The 2015 defense had strong moments—dominating Texas, holding Clemson to 24 points and nice wins over option opponents Georgia Tech and Navy—but obviously imploded late against Stanford and never stood a chance against Ohio State, with injuries once again leveling the depth chart.

But there were improvements. Between 2014 and 2015 VanGorder’s unit got a better handle on up-tempo attacks. An offseason committed to stopping the option saw those goals achieved with successful defensive performances against Georgia Tech and Navy. And even if VanGorder’s veteran-heavy 2015 unit was mostly moving on (the talent exodus is staggering now that you look at it), most had talked themselves into believing that Year Three would have better institutional knowledge for all, a depth chart ready to step in and perform.

[A necessary footnote: Luck certainly wasn’t on VanGorder’s side. Injuries, transfers and suspensions certainly didn’t do him any favors, either. Whether it was the disappearance of edge rushers—Kolin Hill, Jhonny Williams, Bo Wallace—or the loss of KeiVarae Russell and Max Redfield, injuries to Jarron Jones, Shaun Crawford, Nick Watkins and Drue Tranquill, there was always the defense VanGorder hoped to put on the field… and then the one that he actually did.]



Austin, Texas. Opening night, 2016.

The Irish defense was exposed against the Longhorns, shredded by both the power running attack and freshman Shane Buechele’s passing. It was an all-systems failure: Scheme, blown assignments, questionable personnel decisions—all pointing back to a game plan that required a bunch of assumptions (new offensive coordinator Sterlin Gilbert was difficult to scout), but nonetheless was a disastrous start.
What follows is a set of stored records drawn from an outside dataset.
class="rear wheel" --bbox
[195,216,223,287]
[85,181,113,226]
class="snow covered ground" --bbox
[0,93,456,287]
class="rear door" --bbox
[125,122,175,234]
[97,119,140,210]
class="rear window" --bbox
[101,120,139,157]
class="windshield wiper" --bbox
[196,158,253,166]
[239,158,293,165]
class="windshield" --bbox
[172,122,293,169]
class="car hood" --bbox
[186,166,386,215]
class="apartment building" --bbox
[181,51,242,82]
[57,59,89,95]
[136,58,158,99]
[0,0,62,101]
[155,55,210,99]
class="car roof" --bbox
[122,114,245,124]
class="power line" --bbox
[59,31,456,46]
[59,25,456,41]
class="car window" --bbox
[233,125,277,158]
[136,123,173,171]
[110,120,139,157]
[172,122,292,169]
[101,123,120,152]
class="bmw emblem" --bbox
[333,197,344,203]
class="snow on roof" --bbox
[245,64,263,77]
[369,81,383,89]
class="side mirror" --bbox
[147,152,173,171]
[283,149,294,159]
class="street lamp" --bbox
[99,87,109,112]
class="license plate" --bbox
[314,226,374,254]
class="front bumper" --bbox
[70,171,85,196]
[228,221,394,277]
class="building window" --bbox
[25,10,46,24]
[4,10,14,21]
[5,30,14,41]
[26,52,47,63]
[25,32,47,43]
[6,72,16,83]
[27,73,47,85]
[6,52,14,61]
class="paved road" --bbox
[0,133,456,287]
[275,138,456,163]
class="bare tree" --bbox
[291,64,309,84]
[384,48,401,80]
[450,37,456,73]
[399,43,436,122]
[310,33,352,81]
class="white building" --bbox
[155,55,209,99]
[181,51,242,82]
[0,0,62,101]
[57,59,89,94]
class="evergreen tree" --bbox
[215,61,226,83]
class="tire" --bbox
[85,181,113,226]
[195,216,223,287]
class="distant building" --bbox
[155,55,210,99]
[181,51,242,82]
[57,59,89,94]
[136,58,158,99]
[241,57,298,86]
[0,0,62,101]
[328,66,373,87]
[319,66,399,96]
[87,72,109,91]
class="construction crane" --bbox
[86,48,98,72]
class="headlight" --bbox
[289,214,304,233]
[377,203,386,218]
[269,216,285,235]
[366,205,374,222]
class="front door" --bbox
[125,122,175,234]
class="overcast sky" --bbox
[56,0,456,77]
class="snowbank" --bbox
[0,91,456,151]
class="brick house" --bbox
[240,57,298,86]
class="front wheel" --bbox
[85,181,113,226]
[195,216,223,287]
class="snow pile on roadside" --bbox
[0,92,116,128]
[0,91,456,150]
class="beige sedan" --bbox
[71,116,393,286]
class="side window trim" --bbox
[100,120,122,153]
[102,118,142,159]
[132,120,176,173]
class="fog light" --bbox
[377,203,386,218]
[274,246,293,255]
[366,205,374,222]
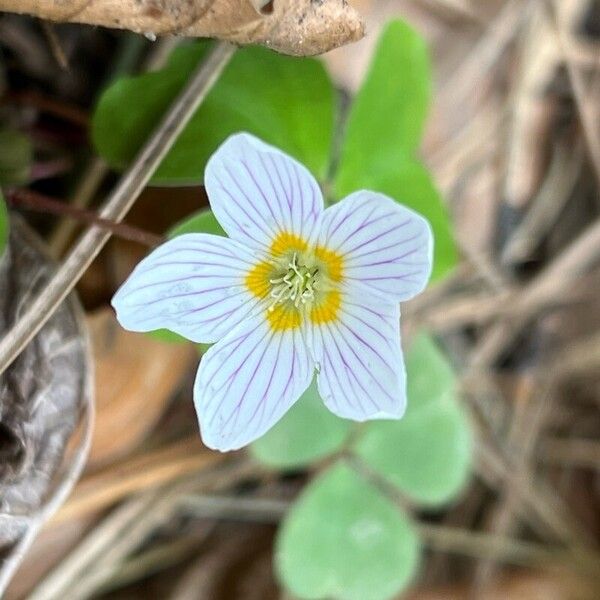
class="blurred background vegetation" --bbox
[0,0,600,600]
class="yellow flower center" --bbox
[246,232,344,331]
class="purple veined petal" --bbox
[112,233,260,343]
[204,133,323,249]
[319,191,433,301]
[194,313,314,452]
[310,286,406,421]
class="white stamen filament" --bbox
[269,253,316,312]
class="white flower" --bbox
[113,133,433,451]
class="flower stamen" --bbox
[269,252,318,312]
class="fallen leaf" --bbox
[0,0,364,56]
[0,218,92,595]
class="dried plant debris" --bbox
[0,218,91,592]
[0,0,364,56]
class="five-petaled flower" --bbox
[113,133,433,451]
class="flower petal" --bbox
[319,191,433,301]
[204,133,323,249]
[311,288,406,421]
[194,313,314,451]
[112,233,260,343]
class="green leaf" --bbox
[167,208,227,239]
[334,21,458,281]
[354,334,472,506]
[92,42,335,184]
[0,190,9,256]
[0,129,33,185]
[250,380,352,468]
[335,21,431,198]
[275,463,421,600]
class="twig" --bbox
[0,42,235,373]
[549,0,600,188]
[52,436,226,524]
[0,342,95,597]
[40,21,69,70]
[6,190,164,248]
[502,143,582,263]
[473,374,552,593]
[29,457,259,600]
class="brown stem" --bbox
[6,190,164,248]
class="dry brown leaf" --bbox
[0,0,364,56]
[88,308,198,468]
[0,218,92,594]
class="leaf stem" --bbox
[0,42,235,373]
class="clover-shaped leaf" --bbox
[251,380,352,468]
[167,208,227,239]
[334,21,457,281]
[92,42,335,184]
[353,334,472,506]
[275,463,421,600]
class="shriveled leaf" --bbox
[0,0,364,56]
[250,381,352,468]
[92,43,335,184]
[0,219,93,594]
[275,463,421,600]
[0,190,9,258]
[354,334,472,506]
[0,129,33,185]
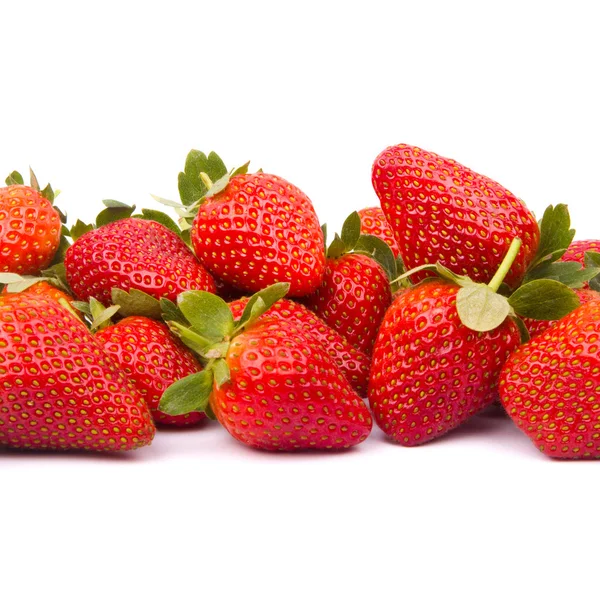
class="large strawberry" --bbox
[304,212,395,354]
[229,298,371,396]
[0,171,62,275]
[65,203,215,304]
[0,294,155,451]
[369,240,578,446]
[500,300,600,458]
[372,144,540,288]
[95,316,205,426]
[160,284,372,450]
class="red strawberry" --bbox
[369,280,519,446]
[372,144,540,288]
[358,206,400,256]
[229,298,371,396]
[191,173,325,296]
[500,300,600,458]
[96,317,205,426]
[0,294,155,451]
[0,179,62,275]
[160,284,372,450]
[65,218,215,304]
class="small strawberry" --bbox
[229,298,371,396]
[0,171,62,275]
[372,144,540,288]
[369,239,578,446]
[160,283,372,450]
[0,294,155,451]
[500,300,600,458]
[358,206,400,257]
[65,202,215,308]
[304,212,395,354]
[95,317,205,426]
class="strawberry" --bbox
[500,300,600,458]
[95,316,205,426]
[304,212,395,354]
[160,283,372,450]
[65,216,215,304]
[0,171,62,275]
[372,144,540,288]
[0,294,155,451]
[229,298,371,396]
[358,206,400,257]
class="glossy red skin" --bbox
[303,254,392,355]
[191,173,325,296]
[229,298,371,397]
[96,317,206,427]
[372,144,540,288]
[65,218,216,305]
[500,301,600,458]
[358,206,400,257]
[0,294,155,451]
[523,288,600,338]
[210,319,372,451]
[369,280,520,446]
[0,185,62,275]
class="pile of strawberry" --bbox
[0,144,600,458]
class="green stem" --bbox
[488,238,522,292]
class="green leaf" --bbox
[530,204,575,269]
[236,283,290,332]
[5,171,25,185]
[508,279,579,321]
[111,288,162,320]
[158,369,213,416]
[340,211,360,252]
[354,235,398,281]
[69,219,94,241]
[177,290,233,342]
[456,283,510,331]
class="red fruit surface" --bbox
[229,298,371,397]
[372,144,540,288]
[369,280,520,446]
[96,317,205,426]
[523,288,600,338]
[0,185,62,275]
[0,294,155,451]
[358,206,400,257]
[304,254,392,354]
[65,218,215,305]
[500,301,600,458]
[210,319,372,450]
[191,173,325,296]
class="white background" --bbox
[0,0,600,600]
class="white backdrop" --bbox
[0,0,600,600]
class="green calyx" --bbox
[159,283,290,415]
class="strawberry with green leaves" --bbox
[304,212,396,354]
[372,144,540,289]
[160,283,372,451]
[0,293,155,451]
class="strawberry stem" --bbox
[488,238,522,292]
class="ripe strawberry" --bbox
[95,317,205,426]
[500,300,600,458]
[358,206,400,256]
[369,280,519,446]
[372,144,540,288]
[0,294,155,451]
[229,298,371,396]
[0,173,62,275]
[160,284,372,450]
[191,173,325,296]
[65,218,215,304]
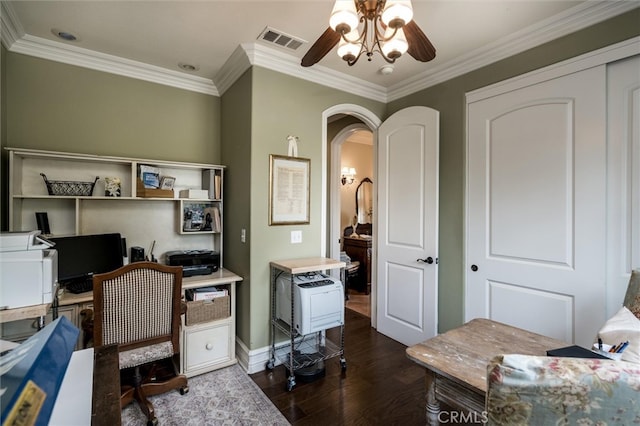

Even if Kelly gave the staff’s performance a passing grade, by noon after the loss to Duke, the decision was made to relieve VanGorder of his duties.

“This is a difficult decision,” Kelly said in a statement. “I have the utmost respect for Brian as both a person and football coach, but our defense simply isn’t it where it should be and I believe this change is necessary for the best interest of our program and our student-athletes.”



While Kelly won’t likely go any deeper into the decision to make the change than he’s done in a few media sessions, it’s telling just how different the defense is organized with VanGorder out the door.

Full-unit meetings have been turned into position group teaching sessions. Depth chart’s have been reshuffled, resulting in major personnel changes. A base three-man front has taken over as the status quo. And the defense has stopped giving up points and big plays, especially after they found their footing against Syracuse.

Where Kelly goes from here is anyone’s guess—especially considering he’s still trying his best to get this season under control. But after tapping into his personal coaching network to fill a premium vacancy, don’t expect Kelly to settle on the familiar—or for Swarbrick to allow it—when his roster is loaded with young talent and in need of a fundamentally sound plan.